Il programma del “realismo” si tradusse, in molte opere neorealistiche, nella rappresentazione documentaria della realtà storico-sociale, ispirata da intenti di denuncia di situazioni degradate (ma senza il proposito di oggettività scientifica che era stato proprio del naturalismo e del verismo). Spesso però, e in contraddizione con le esigenze di realismo, la rappresentazione indulge al lirismo (magari favorito dal recupero memoriale) o alla celebrazione epica. Quest’ultima riguarda soprattutto la Resistenza, a cui la maggior parte degli scrittori ha partecipato e del resto il moto resistenziale è uno dei soggetti più frequentati dai narratori. Le forme espressive e i generi privilegiati sono il documento, la cronaca, la testimonianza personale, la memorialistica. Si fa anche strada, sulla scorta dell’esigenza di una letteratura realisticamente documentaria e di una letteratura nazional-popolare, la tendenza a utilizzare un linguaggio semplice, disadorno, antiletterario (rifiuto ulteriore della retorica di regime, e di tutti i modelli letterariamente sofisticati d’anteguerra, dalla ridondante e raffinata prosa dannunziana alle rare-fazioni simboliste ed ermetiche), spesso ispirato alle parlate reali e in particolare al dialetto, che per la prima volta fa una comparsa non episodica nella prosa narrativa.

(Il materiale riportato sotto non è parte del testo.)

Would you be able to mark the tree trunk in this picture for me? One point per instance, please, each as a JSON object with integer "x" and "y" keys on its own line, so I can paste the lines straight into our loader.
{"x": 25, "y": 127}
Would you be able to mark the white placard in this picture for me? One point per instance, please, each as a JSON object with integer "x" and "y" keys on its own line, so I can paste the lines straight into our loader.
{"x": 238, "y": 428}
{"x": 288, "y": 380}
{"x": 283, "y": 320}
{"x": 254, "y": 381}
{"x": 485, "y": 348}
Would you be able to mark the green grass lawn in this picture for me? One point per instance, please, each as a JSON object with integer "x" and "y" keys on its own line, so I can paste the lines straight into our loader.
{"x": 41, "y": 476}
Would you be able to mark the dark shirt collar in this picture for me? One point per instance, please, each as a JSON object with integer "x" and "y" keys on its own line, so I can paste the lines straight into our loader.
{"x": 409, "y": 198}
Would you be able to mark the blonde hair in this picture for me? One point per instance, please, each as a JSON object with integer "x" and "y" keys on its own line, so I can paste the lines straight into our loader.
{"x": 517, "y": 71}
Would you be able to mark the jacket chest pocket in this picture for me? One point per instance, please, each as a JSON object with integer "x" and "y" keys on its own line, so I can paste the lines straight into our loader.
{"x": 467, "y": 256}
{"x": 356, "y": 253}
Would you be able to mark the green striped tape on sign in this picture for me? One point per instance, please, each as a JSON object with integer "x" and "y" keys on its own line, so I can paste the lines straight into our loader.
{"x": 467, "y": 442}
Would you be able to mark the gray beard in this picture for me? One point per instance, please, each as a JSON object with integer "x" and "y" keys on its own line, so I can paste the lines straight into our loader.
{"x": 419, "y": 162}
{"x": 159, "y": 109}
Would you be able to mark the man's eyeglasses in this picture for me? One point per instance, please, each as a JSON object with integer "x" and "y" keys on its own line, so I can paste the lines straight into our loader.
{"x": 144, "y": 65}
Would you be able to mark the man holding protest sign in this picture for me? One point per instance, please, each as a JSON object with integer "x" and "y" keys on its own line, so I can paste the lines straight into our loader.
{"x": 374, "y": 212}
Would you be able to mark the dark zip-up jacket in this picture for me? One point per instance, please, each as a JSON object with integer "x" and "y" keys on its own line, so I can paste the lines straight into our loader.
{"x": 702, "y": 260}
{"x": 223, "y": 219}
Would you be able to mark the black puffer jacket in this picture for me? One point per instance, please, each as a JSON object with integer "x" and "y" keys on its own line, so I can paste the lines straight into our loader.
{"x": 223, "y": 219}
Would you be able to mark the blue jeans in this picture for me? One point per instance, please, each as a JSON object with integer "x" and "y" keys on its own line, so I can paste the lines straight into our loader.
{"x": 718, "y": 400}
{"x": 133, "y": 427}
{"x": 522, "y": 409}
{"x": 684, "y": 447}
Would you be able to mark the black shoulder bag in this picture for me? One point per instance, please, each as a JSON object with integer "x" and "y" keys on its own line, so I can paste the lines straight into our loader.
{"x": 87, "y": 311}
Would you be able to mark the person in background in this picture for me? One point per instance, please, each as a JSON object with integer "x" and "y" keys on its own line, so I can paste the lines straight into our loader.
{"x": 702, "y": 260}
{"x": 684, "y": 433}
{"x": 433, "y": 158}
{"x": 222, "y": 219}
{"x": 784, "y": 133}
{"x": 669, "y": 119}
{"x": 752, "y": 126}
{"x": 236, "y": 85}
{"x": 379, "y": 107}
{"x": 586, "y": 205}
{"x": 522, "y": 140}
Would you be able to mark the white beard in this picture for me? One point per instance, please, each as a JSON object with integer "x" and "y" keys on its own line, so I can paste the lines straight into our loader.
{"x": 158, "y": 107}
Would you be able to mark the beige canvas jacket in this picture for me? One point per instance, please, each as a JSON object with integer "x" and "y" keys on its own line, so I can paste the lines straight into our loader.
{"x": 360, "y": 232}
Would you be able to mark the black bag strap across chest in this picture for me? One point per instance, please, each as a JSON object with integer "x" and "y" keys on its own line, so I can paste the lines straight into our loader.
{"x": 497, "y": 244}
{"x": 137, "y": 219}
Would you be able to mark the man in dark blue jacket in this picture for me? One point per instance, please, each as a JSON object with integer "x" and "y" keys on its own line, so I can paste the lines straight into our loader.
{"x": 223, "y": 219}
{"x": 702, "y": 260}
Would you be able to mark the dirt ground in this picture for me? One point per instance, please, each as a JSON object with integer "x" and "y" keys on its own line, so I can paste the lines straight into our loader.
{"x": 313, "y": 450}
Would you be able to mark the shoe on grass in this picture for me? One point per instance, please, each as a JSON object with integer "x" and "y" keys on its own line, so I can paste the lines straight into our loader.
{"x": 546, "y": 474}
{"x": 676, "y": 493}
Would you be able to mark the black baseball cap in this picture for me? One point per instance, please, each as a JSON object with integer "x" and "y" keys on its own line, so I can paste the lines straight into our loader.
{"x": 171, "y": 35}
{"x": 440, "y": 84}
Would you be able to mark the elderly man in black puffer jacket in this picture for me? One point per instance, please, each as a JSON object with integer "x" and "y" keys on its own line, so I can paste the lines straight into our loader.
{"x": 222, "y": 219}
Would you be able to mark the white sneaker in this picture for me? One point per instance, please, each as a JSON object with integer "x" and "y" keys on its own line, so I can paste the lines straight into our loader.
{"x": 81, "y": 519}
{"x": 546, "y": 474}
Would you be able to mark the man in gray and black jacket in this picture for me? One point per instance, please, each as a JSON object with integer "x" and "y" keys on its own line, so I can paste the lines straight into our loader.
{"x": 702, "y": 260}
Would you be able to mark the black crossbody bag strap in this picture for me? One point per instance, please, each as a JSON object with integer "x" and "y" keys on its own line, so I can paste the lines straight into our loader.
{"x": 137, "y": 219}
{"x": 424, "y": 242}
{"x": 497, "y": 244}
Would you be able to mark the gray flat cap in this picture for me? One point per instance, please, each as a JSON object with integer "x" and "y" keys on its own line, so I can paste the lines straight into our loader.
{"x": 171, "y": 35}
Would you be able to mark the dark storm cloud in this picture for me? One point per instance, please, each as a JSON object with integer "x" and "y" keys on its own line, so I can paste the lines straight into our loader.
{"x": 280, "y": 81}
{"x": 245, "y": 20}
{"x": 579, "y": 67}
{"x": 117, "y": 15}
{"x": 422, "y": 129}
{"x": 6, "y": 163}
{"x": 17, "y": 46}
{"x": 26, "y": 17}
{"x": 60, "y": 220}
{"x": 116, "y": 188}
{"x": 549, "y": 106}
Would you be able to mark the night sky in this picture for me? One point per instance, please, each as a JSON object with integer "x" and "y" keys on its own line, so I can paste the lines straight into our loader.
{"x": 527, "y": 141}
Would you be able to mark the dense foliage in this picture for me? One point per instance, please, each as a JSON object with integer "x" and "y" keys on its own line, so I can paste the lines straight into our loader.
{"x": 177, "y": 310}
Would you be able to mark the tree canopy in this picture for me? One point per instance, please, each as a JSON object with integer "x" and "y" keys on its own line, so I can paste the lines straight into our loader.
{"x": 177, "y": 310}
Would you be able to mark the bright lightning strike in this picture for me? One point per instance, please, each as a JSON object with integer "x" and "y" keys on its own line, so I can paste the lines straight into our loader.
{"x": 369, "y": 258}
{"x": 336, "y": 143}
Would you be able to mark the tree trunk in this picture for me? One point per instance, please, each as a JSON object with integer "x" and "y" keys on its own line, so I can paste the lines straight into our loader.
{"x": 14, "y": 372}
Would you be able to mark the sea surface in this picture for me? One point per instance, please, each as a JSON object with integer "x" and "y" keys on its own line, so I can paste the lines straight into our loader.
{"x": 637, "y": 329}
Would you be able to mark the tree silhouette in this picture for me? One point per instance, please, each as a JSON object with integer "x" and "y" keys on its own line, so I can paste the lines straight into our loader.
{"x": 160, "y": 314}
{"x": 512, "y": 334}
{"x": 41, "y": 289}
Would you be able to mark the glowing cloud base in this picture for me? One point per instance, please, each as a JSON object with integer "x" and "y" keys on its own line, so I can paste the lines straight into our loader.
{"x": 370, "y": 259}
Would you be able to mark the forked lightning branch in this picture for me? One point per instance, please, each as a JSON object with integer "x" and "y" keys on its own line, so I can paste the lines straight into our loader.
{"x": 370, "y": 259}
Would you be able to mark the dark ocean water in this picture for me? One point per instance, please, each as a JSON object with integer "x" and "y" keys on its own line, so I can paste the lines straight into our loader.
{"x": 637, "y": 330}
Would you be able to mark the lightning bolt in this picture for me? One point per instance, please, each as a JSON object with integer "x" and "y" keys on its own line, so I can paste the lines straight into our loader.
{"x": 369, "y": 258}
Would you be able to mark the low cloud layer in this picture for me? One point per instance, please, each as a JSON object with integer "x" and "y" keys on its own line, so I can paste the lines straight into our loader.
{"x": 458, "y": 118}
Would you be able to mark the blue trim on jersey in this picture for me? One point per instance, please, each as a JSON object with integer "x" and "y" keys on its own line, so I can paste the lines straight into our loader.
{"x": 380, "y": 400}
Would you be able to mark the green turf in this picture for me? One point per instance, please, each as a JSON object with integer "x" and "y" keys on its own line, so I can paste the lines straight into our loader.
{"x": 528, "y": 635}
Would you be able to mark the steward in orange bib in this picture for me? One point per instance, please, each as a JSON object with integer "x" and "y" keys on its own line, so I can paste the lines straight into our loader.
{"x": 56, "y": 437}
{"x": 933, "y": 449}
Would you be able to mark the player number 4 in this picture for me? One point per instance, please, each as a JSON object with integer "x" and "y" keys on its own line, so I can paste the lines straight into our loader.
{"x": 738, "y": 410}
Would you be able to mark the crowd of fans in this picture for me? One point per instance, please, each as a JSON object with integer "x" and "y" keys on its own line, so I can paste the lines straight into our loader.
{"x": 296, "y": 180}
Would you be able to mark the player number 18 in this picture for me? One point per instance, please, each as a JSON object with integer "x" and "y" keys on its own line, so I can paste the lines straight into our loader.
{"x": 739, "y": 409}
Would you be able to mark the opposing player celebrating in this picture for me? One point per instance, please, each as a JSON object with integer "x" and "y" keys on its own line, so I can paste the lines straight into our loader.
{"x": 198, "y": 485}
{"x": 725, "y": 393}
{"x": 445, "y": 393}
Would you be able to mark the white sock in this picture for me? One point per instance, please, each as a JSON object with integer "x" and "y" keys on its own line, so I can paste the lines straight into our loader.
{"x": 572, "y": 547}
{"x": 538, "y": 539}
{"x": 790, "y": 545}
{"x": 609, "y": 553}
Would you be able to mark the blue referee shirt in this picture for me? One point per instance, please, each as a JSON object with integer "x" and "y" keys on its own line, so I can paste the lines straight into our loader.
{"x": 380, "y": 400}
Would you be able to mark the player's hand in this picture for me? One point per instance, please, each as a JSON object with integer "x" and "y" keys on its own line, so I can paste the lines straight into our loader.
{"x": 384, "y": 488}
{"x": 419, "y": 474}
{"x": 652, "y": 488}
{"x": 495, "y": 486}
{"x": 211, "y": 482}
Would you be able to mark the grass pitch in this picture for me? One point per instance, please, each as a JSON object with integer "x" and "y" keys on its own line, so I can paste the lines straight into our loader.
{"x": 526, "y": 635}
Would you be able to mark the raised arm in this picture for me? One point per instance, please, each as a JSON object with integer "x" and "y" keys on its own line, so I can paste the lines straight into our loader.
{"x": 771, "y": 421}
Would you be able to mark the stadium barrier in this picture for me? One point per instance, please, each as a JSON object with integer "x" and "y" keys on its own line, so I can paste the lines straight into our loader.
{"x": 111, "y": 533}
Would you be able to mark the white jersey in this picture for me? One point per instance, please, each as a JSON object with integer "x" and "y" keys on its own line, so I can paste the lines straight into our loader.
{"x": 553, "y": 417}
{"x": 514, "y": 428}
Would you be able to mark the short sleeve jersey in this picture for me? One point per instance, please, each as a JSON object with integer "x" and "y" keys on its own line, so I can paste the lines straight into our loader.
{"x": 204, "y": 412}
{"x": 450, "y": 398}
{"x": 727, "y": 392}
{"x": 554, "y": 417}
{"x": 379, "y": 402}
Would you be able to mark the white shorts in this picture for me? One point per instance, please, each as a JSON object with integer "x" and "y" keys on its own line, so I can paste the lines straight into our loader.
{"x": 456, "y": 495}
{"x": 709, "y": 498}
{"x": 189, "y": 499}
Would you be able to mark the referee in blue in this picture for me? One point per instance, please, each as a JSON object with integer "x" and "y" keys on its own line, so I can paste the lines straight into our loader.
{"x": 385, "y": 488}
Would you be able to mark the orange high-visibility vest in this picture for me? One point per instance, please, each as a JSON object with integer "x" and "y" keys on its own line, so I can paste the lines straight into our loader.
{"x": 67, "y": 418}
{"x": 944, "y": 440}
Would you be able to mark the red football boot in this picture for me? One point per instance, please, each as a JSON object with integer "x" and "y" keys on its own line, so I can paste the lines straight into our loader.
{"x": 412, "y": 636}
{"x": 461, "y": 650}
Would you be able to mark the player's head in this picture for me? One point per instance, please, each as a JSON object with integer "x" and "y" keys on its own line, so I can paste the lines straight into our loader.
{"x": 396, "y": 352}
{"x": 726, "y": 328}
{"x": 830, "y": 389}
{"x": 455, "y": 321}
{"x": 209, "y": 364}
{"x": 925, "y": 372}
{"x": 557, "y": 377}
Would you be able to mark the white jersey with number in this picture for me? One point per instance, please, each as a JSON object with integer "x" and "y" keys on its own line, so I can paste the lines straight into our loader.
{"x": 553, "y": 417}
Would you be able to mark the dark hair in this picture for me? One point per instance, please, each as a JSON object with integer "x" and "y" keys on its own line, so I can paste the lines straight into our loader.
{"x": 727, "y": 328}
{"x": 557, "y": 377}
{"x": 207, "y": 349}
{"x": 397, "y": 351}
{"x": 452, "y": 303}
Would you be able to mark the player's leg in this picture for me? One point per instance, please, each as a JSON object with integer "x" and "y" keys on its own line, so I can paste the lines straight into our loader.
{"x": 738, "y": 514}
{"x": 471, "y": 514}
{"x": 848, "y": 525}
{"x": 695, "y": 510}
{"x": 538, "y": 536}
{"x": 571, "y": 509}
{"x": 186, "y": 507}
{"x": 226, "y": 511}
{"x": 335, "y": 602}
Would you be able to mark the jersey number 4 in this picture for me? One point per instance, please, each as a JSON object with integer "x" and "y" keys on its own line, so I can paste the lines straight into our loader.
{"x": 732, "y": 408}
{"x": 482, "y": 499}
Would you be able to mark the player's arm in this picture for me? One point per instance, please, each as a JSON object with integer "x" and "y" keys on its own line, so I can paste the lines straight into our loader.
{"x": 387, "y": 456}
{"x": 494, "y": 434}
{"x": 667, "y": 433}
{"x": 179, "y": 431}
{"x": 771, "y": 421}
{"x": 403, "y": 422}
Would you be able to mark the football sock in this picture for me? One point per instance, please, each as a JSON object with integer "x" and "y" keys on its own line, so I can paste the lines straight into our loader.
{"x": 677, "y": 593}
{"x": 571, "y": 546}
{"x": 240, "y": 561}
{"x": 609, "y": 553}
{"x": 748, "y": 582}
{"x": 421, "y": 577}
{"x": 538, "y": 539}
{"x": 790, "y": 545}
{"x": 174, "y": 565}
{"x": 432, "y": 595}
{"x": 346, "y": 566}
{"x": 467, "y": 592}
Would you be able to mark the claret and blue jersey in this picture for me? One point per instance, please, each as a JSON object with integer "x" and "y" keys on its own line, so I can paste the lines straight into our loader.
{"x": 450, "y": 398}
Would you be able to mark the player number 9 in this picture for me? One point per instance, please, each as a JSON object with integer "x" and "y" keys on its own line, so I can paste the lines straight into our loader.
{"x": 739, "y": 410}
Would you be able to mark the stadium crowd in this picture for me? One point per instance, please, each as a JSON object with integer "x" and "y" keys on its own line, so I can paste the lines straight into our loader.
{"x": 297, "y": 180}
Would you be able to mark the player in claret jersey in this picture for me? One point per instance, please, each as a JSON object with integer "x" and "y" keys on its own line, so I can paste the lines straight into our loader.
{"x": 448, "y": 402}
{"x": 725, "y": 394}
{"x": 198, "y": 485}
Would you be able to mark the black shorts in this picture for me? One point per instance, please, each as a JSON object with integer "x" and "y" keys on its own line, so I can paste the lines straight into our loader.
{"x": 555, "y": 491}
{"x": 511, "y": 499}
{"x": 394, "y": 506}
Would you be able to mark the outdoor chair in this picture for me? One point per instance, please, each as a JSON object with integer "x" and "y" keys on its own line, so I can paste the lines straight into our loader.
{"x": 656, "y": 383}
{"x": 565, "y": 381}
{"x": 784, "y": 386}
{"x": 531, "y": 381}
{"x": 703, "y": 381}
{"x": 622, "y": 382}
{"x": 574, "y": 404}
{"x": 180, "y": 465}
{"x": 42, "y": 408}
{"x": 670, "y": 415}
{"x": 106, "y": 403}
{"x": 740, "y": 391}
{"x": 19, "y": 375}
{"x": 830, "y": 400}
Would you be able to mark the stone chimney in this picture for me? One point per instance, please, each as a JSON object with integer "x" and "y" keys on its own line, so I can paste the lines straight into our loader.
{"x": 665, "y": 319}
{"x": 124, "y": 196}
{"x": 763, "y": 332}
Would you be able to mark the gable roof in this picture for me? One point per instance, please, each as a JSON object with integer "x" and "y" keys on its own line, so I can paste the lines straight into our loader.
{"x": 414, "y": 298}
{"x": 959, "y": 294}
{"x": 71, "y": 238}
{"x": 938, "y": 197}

I risultati artistici del neorealismo furono sostanzialmente modesti e si devono considerare almeno in parte il frutto di un eccessivo ideologismo, cioè di una troppo stretta dipendenza della letteratura dalla politica (persino in uno spirito acuto e critico, come Vittorini, difensore a oltranza dell’autonomia della letteratura dalla politica, la pregiudiziale ideologica nel considerare i fatti culturali e letterari è molto forte).

Di conseguenza anche la poetica e la pratica del neorealismo risentono di un condizionamento ideologico e politico, che nella produzione deteriore del movimento finisce con lo sfociare nel populismo (ovvero in una rappresentazione idealizzata e spesso acritica del mondo popolare, visto come mondo depositario di tutti i valori positivi, il che contravveniva proprio a quella esigenza di analisi della realtà che muoveva il movimento).